Background and Objectives
: Spinal manipulations are interventions widely used by different healthcare professionals for the management of musculoskeletal (MSK) disorders. While previous theoretical principles focused predominantly on biomechanical accounts, recent models propose that the observed pain modulatory effects of this form of manual therapy may be the result of more complex mechanisms. It has been suggested that other phenomena like neurophysiological responses and the activation of the immune-endocrine system may explain variability in pain inhibition after the administration of spinal manipulative therapy (SMT). The aim of this paper is to provide an overview of the available evidence supporting the biological plausibility of high-velocity, low-amplitude thrust (HVLAT) on the immune-endocrine system. Materials and Methods
: Narrative critical review. An electronic search on MEDLINE, ProQUEST, and Google Scholar followed by a hand and “snowballing” search were conducted to find relevant articles. Studies were included if they evaluated the effects of HVLAT on participants’ biomarkers.
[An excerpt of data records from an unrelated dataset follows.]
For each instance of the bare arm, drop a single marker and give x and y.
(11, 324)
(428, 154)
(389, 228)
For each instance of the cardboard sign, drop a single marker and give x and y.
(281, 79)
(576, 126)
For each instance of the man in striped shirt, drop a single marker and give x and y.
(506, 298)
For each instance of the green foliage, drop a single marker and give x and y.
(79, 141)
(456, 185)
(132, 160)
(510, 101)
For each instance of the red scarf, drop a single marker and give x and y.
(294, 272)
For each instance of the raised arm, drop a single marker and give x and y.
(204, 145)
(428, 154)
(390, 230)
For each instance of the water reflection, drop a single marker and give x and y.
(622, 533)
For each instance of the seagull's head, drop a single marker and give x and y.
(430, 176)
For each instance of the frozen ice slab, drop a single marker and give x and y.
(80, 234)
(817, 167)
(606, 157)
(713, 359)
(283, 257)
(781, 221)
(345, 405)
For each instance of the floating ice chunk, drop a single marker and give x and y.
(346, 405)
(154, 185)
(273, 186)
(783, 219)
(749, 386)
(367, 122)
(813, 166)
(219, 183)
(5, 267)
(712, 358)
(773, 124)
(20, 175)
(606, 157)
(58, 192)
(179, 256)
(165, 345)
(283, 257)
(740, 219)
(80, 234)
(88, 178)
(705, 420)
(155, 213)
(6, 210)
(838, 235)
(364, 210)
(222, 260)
Results
: The electronic search retrieved 13 relevant articles and two themes of discussion were developed. Nine studies investigated the effects of SMT on cortisol levels and five of them were conducted on symptomatic populations. Four studies examined the effects of SMT on the immune system and all of them were conducted on healthy individuals. Conclusions
: Although spinal manipulations seem to trigger the activation of the neuroimmunoendocrine system, the evidence supporting a biological account for the application of HVLAT in clinical practice is mixed and conflicting. Further research on subjects with spinal MSK conditions with larger sample sizes are needed to obtain more insights about the biological effects of spinal manipulative therapy.